Deux crédits ne permettent pas de construire une thèse, mais ils suffisent à inscrire une présence dans le cinéma d'horreur. La brièveté a même une cohérence avec des formes où le conte, la rumeur ou le souvenir fonctionnent par fragments. Un récit peut rester incomplet et n'en être que plus puissant. Il arrive comme un avertissement, une scène entendue, une image rapportée par quelqu'un qui n'aurait pas dû voir.

Il faut aussi considérer la dimension féminine du nom. L'horreur contemporaine s'est enrichie lorsque des réalisatrices ont déplacé les motifs de possession, de filiation, de sacrifice et de communauté. Dans un contexte andin ou diasporique possible, ces motifs prennent une autre profondeur. La mère, la fille, l'aïeule, la guérisseuse, la disparue ne sont pas seulement des figures narratives. Elles peuvent être les gardiennes d'un savoir que le film moderne ne sait plus traduire.
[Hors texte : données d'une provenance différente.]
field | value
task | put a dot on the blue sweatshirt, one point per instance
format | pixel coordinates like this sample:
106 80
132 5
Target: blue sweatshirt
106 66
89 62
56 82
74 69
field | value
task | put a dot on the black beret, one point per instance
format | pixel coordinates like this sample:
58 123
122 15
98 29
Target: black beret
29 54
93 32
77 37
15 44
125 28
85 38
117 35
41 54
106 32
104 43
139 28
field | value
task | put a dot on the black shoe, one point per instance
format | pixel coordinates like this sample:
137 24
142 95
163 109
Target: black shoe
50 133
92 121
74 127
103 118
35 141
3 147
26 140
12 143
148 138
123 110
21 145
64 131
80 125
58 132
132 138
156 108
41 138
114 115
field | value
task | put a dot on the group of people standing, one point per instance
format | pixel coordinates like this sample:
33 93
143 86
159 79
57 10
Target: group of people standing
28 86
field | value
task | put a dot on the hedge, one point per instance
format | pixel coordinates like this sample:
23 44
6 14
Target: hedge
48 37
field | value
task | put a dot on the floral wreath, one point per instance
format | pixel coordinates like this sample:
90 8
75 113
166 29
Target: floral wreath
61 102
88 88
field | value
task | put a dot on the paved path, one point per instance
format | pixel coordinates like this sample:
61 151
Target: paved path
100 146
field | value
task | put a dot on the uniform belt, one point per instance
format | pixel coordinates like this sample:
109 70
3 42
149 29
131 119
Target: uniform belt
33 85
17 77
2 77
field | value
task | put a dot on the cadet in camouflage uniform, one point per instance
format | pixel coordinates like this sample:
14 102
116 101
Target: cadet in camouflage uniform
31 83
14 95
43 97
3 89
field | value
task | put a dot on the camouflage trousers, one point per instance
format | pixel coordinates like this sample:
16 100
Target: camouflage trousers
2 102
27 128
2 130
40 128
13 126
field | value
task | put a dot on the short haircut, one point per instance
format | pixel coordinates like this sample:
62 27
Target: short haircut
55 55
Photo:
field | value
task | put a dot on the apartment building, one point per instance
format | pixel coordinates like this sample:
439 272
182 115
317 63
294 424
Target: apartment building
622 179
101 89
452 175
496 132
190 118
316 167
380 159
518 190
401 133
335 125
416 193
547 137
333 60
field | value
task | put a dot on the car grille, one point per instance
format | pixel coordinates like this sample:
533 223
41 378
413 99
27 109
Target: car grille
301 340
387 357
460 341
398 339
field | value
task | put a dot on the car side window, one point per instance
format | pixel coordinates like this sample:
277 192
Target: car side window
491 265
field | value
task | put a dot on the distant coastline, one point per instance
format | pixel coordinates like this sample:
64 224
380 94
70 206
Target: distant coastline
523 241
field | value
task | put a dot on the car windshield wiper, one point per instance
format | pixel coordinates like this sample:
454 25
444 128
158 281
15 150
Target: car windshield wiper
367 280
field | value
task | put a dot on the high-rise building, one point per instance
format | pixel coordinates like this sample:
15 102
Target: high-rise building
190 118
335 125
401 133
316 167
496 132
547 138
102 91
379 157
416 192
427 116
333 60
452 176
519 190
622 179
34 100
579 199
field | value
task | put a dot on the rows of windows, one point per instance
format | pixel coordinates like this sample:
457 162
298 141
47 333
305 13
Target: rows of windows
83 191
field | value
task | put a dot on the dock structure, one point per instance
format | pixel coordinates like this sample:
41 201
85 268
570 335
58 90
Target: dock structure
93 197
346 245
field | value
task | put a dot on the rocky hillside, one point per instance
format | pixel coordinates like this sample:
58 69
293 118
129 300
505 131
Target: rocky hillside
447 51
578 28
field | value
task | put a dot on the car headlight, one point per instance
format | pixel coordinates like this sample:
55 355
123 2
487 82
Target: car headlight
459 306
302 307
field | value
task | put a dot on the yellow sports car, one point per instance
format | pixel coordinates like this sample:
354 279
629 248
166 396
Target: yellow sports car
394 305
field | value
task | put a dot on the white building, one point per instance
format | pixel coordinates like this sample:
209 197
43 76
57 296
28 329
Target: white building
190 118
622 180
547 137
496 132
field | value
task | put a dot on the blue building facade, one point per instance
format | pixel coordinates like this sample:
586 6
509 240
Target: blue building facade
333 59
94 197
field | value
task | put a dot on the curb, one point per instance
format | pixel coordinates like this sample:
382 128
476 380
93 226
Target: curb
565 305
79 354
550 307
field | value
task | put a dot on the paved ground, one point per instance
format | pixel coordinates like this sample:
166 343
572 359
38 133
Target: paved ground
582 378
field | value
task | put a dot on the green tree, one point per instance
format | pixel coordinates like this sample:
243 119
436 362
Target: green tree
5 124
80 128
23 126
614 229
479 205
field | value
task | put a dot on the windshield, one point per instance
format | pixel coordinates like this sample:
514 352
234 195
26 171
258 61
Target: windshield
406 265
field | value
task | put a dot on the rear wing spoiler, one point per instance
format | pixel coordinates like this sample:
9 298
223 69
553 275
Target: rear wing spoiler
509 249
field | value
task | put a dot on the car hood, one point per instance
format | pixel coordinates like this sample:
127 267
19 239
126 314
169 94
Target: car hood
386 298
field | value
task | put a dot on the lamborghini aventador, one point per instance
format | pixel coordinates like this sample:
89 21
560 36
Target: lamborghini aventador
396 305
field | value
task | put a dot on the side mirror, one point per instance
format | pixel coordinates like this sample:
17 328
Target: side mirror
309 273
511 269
Les années 2010 et les années 2020 ont permis à ces voix de circuler davantage, notamment par les festivals, les programmes de courts et les plateformes curieuses des géographies moins centrales. CaSTV doit garder cette ouverture. Une base d'horreur située à Montréal peut accueillir des trajectoires venues de très loin, non pour les aplatir, mais pour les laisser modifier la carte du genre.

Sisa Quispe mérite donc d'être lue comme une présence de seuil entre mémoire autochtone possible, forme courte et peur contemporaine. Le cinéma le plus intéressant ne transforme pas le rite en folklore décoratif. Il le traite comme une structure de pouvoir, de deuil, de résistance. Si l'horreur consiste à faire revenir ce qui a été enfoui, alors un nom comme Quispe porte déjà une question essentielle: qui a décidé de ce qui devait rester sous terre?